De acordo com informações veiculadas pela autarquia, os estragos provocados pelo temporal puseram em causa partes da rede elétrica e de comunicações do município. Na quinta-feira, à SIC, a Presidente da Câmara de Almada, Inês de Medeiros, dizia que a autarquia se encontra em contacto com as entidades responsáveis por matérias de gestão dos sistemas de comunicação e saneamento. “Estamos a falar com os responsáveis por essa matéria, os responsáveis das telecomunicações, assim como com o responsável da e-redes. Em alguns casos os SMAS (Serviços Municipalizados de Água e Saneamento) também estão todos em campo”, disse.
A informação é corroborada por quem sentiu na pele o pior do temporal das últimas noites. “À noite não se conseguiu fazer nada, sem eletricidade nem rede nos telefones.
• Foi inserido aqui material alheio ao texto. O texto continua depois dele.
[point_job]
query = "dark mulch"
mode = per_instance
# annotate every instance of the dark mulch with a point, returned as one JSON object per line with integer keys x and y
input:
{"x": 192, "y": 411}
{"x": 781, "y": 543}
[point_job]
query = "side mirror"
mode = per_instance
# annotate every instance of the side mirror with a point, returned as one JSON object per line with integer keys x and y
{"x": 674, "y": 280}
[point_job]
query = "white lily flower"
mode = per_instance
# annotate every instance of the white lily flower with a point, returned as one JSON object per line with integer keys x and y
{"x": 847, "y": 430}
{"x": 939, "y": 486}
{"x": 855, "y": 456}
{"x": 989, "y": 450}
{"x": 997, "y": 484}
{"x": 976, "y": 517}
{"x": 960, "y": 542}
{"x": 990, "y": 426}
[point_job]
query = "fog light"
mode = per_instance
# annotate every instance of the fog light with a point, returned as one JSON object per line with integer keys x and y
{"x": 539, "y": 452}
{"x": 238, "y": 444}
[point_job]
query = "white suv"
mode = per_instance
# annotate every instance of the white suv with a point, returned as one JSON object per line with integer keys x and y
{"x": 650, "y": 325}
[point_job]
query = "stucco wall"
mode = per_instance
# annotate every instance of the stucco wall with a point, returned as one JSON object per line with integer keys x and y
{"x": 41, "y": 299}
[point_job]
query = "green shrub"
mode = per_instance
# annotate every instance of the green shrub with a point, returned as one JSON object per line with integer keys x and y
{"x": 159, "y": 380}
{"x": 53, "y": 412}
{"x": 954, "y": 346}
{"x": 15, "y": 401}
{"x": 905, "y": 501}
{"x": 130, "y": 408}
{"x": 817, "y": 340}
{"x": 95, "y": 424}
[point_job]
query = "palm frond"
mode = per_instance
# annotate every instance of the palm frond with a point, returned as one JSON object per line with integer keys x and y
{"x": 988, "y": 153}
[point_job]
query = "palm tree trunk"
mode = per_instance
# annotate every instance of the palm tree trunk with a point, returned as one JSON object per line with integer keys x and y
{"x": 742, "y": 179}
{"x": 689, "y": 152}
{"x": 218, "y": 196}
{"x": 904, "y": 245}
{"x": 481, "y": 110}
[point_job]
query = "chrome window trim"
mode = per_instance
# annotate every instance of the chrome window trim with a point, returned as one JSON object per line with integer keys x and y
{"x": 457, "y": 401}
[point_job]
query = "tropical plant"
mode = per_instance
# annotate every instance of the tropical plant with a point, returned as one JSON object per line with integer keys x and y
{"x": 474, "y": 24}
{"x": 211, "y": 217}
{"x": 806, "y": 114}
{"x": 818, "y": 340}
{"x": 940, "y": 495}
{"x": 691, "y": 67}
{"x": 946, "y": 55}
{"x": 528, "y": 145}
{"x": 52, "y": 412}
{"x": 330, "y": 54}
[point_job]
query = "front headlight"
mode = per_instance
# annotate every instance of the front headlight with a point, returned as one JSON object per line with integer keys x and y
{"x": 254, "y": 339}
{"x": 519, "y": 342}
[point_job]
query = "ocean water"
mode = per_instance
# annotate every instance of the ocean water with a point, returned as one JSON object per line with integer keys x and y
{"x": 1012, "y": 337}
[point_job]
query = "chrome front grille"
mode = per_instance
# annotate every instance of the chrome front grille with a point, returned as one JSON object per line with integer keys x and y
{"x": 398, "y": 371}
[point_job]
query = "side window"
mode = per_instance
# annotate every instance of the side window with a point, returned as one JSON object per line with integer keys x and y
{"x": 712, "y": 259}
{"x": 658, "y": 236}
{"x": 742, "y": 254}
Só de manhã é que tentámos resolver a situação”, diz Vanessa Oliveira, para quem a ajuda da vizinhança foi essencial. “Cresci no bairro e conhecemo-nos todos uns aos outros. Juntámos os vizinhos e conseguimos aparafusar o telhado e arranjar a eletricidade”.
Também Esvarena de Sousa refere que o levantamento dos estragos “ainda estava a ser feito”, dada a dimensão do bairro, mas adianta que entre os elementos mais fustigados pela tempestade encontram-se famílias com crianças. “Ao meio-dia os vizinhos estavam a repor o teto de uma família que tem crianças pequenas com bebés, um recém-nascido. Houve vizinhos que deixaram o trabalho para poder reforçar o teto por causa da bebé”, diz.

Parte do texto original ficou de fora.